It's only been a few months since Time Inc., a company that has a longstanding tradition in the American media publishing space, separated from its former parent Time-Warner. The split marked the end of a painful chapter in the history of AOL/Time Warner, and it signaled a fresh start for a company that was once known for quality media products such as the former print version of Time magazine.
The Responsive Web Design Facelift
Aside from the flagship Time website, the company is holding on to Fortune, Money and Sports Illustrated. These valuable properties are undergoing major renovations in terms of layout and Web design. Time's websites are not necessarily cookie-cutter in terms of design. They may share a common Content Management System (CMS) in Drupal, but visitors to Sports Illustrated will certainly get a different feel than they do visit Fortune. Web designers, however, will recognize responsive web design (RWD) across all Time websites.
RWD is one the most reasonable paradigm in modern Web development. The proposal is simple: To create websites that will be functional and attractive across all platforms. In the case of Sports Illustrated, the goal is to present a functional and aesthetic browsing experience on a desktop computer, an iPad, a Nokia smartphone, or an Android-powered portable device. It is important to note that RWD goes beyond mere device detection; it actually ignores devices and adjusts in accordance to factors such as screen size and input.
RWD as a Business Decision
Aesthetics and user experience are not the sole factors upon which Time decided to apply RWD to Sports Illustrated. Online advertising is how si.com stays in business, and this has been a major selling point in relation to RWD. Being able to tell advertisers that their brands and message will be displayed across multiple platforms is crucial. A current marketing trend is to reach prospects on their mobile devices, and RWD makes this possible.

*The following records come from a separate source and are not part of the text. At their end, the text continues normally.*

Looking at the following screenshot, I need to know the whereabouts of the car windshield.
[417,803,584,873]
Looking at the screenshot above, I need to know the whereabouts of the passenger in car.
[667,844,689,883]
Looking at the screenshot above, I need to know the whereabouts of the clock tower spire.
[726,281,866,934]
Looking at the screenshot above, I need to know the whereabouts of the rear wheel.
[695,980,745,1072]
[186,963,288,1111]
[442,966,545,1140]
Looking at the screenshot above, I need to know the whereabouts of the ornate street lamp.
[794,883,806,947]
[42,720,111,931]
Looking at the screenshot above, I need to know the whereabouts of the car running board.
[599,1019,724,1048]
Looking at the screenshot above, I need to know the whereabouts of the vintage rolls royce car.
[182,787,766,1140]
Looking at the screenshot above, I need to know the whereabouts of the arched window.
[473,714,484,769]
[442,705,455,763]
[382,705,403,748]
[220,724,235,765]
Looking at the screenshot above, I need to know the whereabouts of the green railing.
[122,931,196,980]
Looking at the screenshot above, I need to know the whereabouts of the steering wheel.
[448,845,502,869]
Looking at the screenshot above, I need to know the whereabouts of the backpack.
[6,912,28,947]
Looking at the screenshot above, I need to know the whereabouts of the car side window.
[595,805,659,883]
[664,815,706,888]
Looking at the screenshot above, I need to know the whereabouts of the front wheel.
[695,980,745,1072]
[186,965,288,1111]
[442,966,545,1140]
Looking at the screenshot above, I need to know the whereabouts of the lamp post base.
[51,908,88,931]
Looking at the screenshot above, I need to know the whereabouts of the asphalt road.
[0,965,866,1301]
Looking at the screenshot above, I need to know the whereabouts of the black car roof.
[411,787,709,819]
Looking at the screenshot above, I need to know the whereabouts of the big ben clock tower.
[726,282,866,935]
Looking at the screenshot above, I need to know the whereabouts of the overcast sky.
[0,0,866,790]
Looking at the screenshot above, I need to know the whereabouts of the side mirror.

With RWD, not everything will translate well when displayed on mobile devices. To this effect, Sports Illustrated promotes FanNation, a mobile app that is dedicated to fantasy league sports. FanNation is more prominently advertised when visitors reach si.com from their smartphones and tablets; this is when they are reminded to install and launch the app.
For a company such as Time, implementing RWD is clearly a business decision. Web developers must realize that not all clients will choose RWD since it has a tendency to do away with certain artistic elements that are better appreciated from desktop browsers. Still, more clients are warming up to RWD since they can see its bottom line benefits.